Il n'y aura aucun compromis sur ces principes, a-t-il ajouté.

«Le contrôle des Premières Nations sur l'éducation de nos enfants doit être le principe premier, suprême de notre travail.»

M. Valcourt affirme que le plan du gouvernement répond déjà à ces cinq conditions, en plus de s'attaquer à des enjeux soulevés en 2011 dans un rapport du vérificateur général.

«Une nouvelle source de financement sera disponible si la réforme est adoptée», a-t-il écrit.

Mais il a soutenu que le gouvernement était ouvert à négocier, laissant croire à une certaine flexibilité dans les détails du projet de loi.

«Le processus de consultation n'est pas terminé et il n'y a pas de date limite. Nous n'en sommes qu'à notre première version d'un projet de loi», a écrit le ministre.

La loi prévoirait une évaluation complète après cinq ans, ce qui permettrait alors de la raffiner.

M. Atleo a publié une réponse prudente, affirmant que la lettre de M. Valcourt était importante et qu'il prenait bonne note de l'ouverture du gouvernement à discuter.

«Nous allons réviser attentivement la lettre du ministre et nous établirons les prochaines étapes par le dialogue avec les Premières Nations», a dit M. Atleo.

La lettre de M. Valcourt souligne que les chefs autochtones ont demandé à M. Atleo et à l'Assemblée des Premières Nations de continuer à collaborer avec le gouvernement.

Les taux de diplomation des enfants autochtones sont bien en-deçà de ceux des élèves non autochtones, ce qui constitue un sérieux handicap à la prospérité des peuples des Premières Nations. Toutes les parties s'entendent pour dire qu'il faut remédier à ce problème de longue date.

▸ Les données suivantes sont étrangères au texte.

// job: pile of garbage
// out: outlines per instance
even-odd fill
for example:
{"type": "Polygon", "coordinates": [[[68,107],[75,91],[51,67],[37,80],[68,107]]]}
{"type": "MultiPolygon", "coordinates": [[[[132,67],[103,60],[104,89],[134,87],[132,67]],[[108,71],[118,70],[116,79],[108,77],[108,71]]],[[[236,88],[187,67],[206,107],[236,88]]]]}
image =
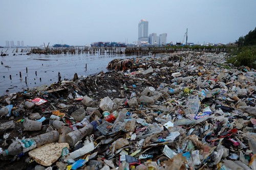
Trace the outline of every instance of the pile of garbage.
{"type": "Polygon", "coordinates": [[[116,59],[3,96],[1,169],[255,169],[256,71],[226,57],[116,59]]]}

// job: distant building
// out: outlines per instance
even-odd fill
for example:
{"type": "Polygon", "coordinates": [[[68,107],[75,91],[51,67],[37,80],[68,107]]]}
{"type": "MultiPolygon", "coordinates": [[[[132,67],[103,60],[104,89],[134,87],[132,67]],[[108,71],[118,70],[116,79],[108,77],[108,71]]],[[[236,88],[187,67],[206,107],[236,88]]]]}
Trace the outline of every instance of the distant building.
{"type": "Polygon", "coordinates": [[[5,41],[5,46],[7,47],[10,47],[10,42],[9,41],[5,41]]]}
{"type": "Polygon", "coordinates": [[[167,34],[163,33],[159,35],[159,45],[165,45],[167,41],[167,34]]]}
{"type": "Polygon", "coordinates": [[[151,45],[158,45],[159,38],[156,33],[150,34],[149,42],[151,45]]]}
{"type": "Polygon", "coordinates": [[[141,19],[139,23],[138,40],[141,43],[148,42],[148,22],[141,19]]]}
{"type": "Polygon", "coordinates": [[[14,42],[13,41],[11,41],[11,47],[14,47],[14,42]]]}

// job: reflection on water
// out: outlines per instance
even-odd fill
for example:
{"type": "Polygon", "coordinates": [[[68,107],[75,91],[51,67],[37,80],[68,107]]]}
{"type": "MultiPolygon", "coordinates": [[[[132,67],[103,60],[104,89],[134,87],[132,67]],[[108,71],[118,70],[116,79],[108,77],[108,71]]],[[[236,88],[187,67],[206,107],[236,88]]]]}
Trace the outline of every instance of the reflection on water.
{"type": "Polygon", "coordinates": [[[9,48],[6,52],[7,48],[0,48],[4,53],[9,54],[8,56],[1,57],[3,64],[0,65],[0,95],[23,91],[28,88],[42,85],[50,85],[58,81],[58,72],[60,73],[61,80],[64,79],[71,80],[76,72],[78,76],[87,76],[101,70],[105,71],[108,63],[115,58],[136,57],[124,55],[103,56],[98,54],[95,55],[83,54],[32,54],[28,56],[26,53],[20,53],[20,49],[18,53],[14,52],[13,53],[13,49],[9,48]],[[15,55],[13,56],[14,54],[15,55]],[[86,64],[87,70],[86,70],[86,64]],[[9,90],[8,92],[6,92],[7,89],[9,90]]]}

Le ministre Valcourt croit que la situation peut se résorber, prenant exemple sur le taux de diplomation des Micmacs de la Nouvelle-Écosse, qui présentent un taux doublement supérieur à celui du pays. «Notre défi est de faire de ce succès la norme et non l'exception», a-t-il écrit.

Les deux parties semblent être sur la même longueur d'ondes quant aux chances de succès du processus par le dialogue et la collaboration.